JIM BENDER, SUN MEDIA

, Last Updated: 9:38 AM ET

It has been almost a full year now since Jovon Johnson lost his younger brother so tragically.

DaQuan Crosby was only 15 when he was gunned down during a robbery in Erie, Pa., Johnson's hometown last September.

Johnson left the Winnipeg Blue Bombers to attend the funeral. Although they had different fathers, they shared the same mother and Johnson has always bristled at the term "half-brother."

"The only thing he is half of is me," Johnson said during the eulogy of the funeral covered by the Erie Times. "He's always going to be half of me."

In fact, his brother's memory has motivated Johnson to raise his standard of play this season. The Winnipeg cornerback has picked off four passes (tied for CFL lead), returning one for a touchdown, and has seldom been beaten for touchdowns while blanketing opponents' most dangerous receivers.

"That was my main focus for the season, just to come out and prove to be the kind of player that I know I can be," Johnson said before the Pacman circus overshadowed everything else in Bomberville this week. "I take every step to just keep myself focused and do it for my little brother because I know that, if he was still around, he would want me to be successful.
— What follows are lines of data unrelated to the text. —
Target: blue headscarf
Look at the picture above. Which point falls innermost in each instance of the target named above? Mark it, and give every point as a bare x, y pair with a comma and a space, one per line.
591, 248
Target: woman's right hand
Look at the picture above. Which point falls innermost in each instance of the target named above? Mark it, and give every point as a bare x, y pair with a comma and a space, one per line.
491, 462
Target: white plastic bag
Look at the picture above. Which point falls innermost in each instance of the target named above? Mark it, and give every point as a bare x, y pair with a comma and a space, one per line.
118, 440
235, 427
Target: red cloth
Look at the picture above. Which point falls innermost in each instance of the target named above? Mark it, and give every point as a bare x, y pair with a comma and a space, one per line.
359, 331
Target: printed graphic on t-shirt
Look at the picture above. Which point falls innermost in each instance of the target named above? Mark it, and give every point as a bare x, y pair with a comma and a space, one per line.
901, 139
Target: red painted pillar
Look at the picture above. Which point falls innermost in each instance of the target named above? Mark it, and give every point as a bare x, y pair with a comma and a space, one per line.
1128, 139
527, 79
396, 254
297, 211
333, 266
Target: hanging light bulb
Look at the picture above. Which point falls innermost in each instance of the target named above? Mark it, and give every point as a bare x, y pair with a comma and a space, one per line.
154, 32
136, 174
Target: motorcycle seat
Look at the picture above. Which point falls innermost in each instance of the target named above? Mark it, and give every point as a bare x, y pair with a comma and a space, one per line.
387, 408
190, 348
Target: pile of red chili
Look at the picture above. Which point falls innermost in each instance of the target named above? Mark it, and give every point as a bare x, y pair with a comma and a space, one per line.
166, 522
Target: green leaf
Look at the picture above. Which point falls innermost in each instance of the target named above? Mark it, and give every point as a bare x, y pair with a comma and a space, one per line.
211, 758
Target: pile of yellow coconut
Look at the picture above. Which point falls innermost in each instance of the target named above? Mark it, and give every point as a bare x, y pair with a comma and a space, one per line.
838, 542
"A lot of that aspect of my life kind of waved me away from football a little bit last year and to come back and have the kind of year that I'm having right now, I think a lot of people are noticing that right now, that I'm a good player."

That was also the result of spending extra time studying film of his opponents and their tendencies.

"His confidence level right now is a straight pitch up and he's really playing well," said Winnipeg head coach Mike Kelly. "The eye-opener for him was getting beat on a double move in Toronto for a touchdown. Since that time, he has been so focused in, and he plays with such enthusiasm and energy."

The 5-foot-9, 188-pound Iowa product asked to change positions this season.

"I played strong half last year," said Johnson, 25. "I put my vouch in to play weak corner at the end of last season. When I got here (for training camp), they gave me the opportunity and I couldn't have asked for more."

Actually, there was a time when some wondered if Johnson would even be back. Heading into his option year and with a new head coach he had not heard from taking over, Johnson signed with an Indoor Football League team in Erie. But because Johnson was still under contract to the Bombers, Winnipeg objected.

"I didn't know that it was against the contract or I never would have done it," he said.

Meanwhile, Johnson is still sketchy on the details that led to his brother's death but a 17-year-old was convicted of charges relating to both the shooting and the robbery.

"I know they had a trial for it but I wasn't around for it," he said. "I'm sure they handled it the best way they could. I hate to see a young kid have to spend the rest of his life in prison over something that could have been easily avoided but those things happen."

But things will never be quite the same at home.

"Things at home are different," he said. "It's never going to feel the same when I go home and not be able to see him.

"But things are a lot better now. My family's a lot better so, it was making me feel more comfortable that I could go home and see everybody in good spirits (last week)."